Researchers Develop New Classification Tool to Find COVID-19 Genetic Signature

Underlying genomic signature for 29 different COVID-19 DNA sequences is discovered.

University of Waterloo biology professor Kathleen Hill co-led a team of researchers who’ve identified an underlying genomic signature for 29 different COVID-19 sequences. They did this using a new graphics-based software classification tool powered by machine learning. When sequencing the genome of a virus like COVID-19, the classification software makes use of a decision tree method to run through the best possible choices and achieve a 100 percent accurate outcome within minutes.

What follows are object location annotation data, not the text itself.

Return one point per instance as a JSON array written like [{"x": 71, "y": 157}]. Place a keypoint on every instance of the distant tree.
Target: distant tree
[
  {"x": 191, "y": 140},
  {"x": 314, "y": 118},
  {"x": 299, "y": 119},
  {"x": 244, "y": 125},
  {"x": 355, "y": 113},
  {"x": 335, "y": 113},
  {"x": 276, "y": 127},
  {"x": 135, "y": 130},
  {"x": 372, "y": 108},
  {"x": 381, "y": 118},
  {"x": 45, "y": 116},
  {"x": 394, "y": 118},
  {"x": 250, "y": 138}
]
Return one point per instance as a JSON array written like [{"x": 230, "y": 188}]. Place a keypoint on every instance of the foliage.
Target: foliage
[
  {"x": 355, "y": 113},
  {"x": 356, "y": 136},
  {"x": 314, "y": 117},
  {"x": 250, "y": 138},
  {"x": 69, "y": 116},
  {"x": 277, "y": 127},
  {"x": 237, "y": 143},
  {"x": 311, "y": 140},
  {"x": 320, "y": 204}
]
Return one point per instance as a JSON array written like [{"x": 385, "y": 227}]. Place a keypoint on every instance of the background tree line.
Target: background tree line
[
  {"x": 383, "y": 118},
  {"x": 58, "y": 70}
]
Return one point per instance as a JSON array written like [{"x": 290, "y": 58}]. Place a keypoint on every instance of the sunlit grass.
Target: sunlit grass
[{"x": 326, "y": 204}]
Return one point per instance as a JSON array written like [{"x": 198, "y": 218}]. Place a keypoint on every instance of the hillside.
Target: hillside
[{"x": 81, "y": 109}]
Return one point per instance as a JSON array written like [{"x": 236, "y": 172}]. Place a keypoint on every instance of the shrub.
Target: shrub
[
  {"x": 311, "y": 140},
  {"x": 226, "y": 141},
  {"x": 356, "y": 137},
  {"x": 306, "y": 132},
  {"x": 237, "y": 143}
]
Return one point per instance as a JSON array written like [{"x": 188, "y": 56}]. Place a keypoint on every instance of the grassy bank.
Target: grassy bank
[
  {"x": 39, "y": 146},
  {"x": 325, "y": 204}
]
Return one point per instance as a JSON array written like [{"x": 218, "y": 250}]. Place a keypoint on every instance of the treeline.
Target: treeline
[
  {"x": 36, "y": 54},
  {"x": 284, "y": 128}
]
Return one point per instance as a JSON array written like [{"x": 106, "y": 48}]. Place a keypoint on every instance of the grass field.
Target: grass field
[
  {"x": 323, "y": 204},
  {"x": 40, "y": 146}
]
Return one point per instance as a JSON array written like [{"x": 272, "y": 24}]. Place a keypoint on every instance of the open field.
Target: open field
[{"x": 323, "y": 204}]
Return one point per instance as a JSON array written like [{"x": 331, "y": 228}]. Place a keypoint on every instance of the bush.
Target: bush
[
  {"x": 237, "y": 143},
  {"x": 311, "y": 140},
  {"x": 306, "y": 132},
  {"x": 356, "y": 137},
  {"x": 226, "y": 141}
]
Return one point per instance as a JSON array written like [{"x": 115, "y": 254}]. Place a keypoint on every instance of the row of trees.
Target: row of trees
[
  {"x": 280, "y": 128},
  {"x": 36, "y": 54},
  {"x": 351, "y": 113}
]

This is a 3D map of researchers' machine learning classification tool. (a) 3,273 viral sequences from the researchers first test, representing 11 viral families and realm Riboviria; (b) 2,779 viral sequences from the second test, classifying 12 viral families of realm Riboviria; and (c) 208 Coronaviridae sequences classified into genera. (Image courtesy of PLOS.)

This is a 3D map of researchers’ machine learning classification tool. (a) 3,273 viral sequences from the researchers first test, representing 11 viral families and realm Riboviria; (b) 2,779 viral sequences from the second test, classifying 12 viral families of realm Riboviria; and (c) 208 Coronaviridae sequences classified into genera. (Image courtesy of PLOS.)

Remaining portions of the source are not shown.